Paraxial diode operation on rits-6

The paraxial diode is a relativistic electron-beam-driven diode that is being investigated as a potential x-ray source for flash radiography. The diode typically employs a gas-filled transport cell (~1 torr air) to focus the beam onto a high-atomic-number target to generate x-rays. Two key objectives are to produce a small x-ray spot size (<;5 mm) and high forward-directed dose (>600 Rads@1m). Ultimately, it appears the limitation in the diode is its large spot size (>5 mm). Previous particle-in-cell (PIC) simulations have shown that the primary limitation in spot size is due to beam sweep in which the finite decay of the plasma return current inside the gas cell causes the beam focal location to sweep axially away from the target during the timescale of the pulse.

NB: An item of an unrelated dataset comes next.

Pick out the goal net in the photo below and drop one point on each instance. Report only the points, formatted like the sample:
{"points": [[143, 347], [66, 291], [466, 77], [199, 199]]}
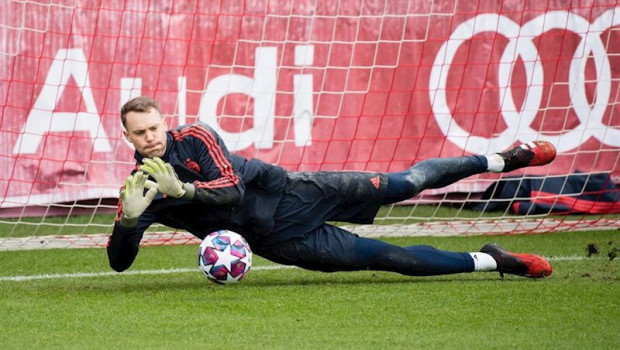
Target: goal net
{"points": [[314, 85]]}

This leads to an increased time-integrated spot size [1]. Paraxial diode experiments have been performed on the RITS-6 pulsed power accelerator at Sandia National Laboratories at voltages 4.5-10.5 MV and with different rise-times 5-30 ns. Measurements of dose, dose rate, time-integrated (and time-resolved) spot size, and current are reported. These results are compared with the previous and newer models developed using the hybrid PIC/fluid code LSP [2]. Simulations consider temporal cathode emission evolution, anode ion emission, and kinetic and fluid gas-breakdown models for the range of operating parameters on RITS-6.